The search orchestrator is a key component of the platform which employs AI Orchestrators like Semantic Kernel and Langchain to break down the response flow into tasks, enabling a seamless response from LLM to a user prompt. This component can leverage internal workflows and external skills/plugins for a given prompt. Here are the key tasks performed by the search orchestrator:

  • The Search Orchestrator queries the metadata store using the subscription key from the APIM endpoint to retrieve details of the Cognitive Search Index for searching content based on user prompt.
  • After retrieving the search results, it uses the system prompt definition and model deployment endpoint details from the metadata store associated with the consuming UI App and invokes the "ChatCompletion" API.
  • The completion from the deployed GPT model, along with the original user prompt, is stored in the Cosmos DB store to audit the user interaction, which can serve as context for subsequent interactions with the GPT model.
  • Specifically, where information / content level access control is required in enterprises, metadata store can be used to store the definition of content / information level entitlements which is used at runtime by the Search Orchestrator to validate entitlements of the requesting user and filter requests to unauthorized content before making a call to the GPT model.

 

Content Safety

Each deployed Azure Open AI model in the platform is associated with the content filtering configuration.
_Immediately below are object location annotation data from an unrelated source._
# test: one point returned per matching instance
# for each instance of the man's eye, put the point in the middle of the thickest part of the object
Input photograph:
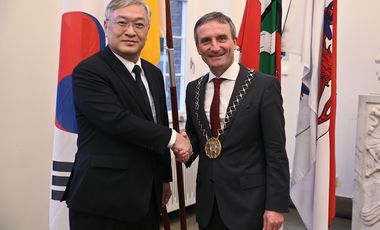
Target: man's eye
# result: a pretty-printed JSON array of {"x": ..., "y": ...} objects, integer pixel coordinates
[
  {"x": 122, "y": 23},
  {"x": 139, "y": 25}
]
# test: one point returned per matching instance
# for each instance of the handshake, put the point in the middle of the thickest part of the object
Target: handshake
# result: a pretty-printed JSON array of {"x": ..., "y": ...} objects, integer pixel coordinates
[{"x": 182, "y": 147}]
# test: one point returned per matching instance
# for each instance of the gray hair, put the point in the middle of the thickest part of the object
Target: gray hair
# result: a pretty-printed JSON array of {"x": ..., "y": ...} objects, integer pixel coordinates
[
  {"x": 117, "y": 4},
  {"x": 214, "y": 16}
]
The platform can have a default content filtering configuration which applies to all knowledge search use cases. However, in specific end customer facing scenarios the content filtering thresholds and severities can be tailored as appropriate which are associated with a specific GPT model deployment.

 

Conclusion

Enterprise Knowledge search is a common use case across all enterprises and is best addressed by developing a central platform which delivers on the enterprise guardrails and principles in a consistent manner. In this blog we highlighted essential components required to build enterprise knowledge search platform leveraging the relevant Azure services. Before moving into production, an end-to-end LLMOps implementation is necessary, along with measuring metrics like groundedness, informativeness, performance in latency, and cost of API calls for solutions built on such platforms.

In our upcoming blog, we will discuss platform scalability, specifically quotas and limits of Azure Open AI models. This is crucial when building an enterprise-wide platform to ensure the right level of throughput from deployed models for different consuming apps.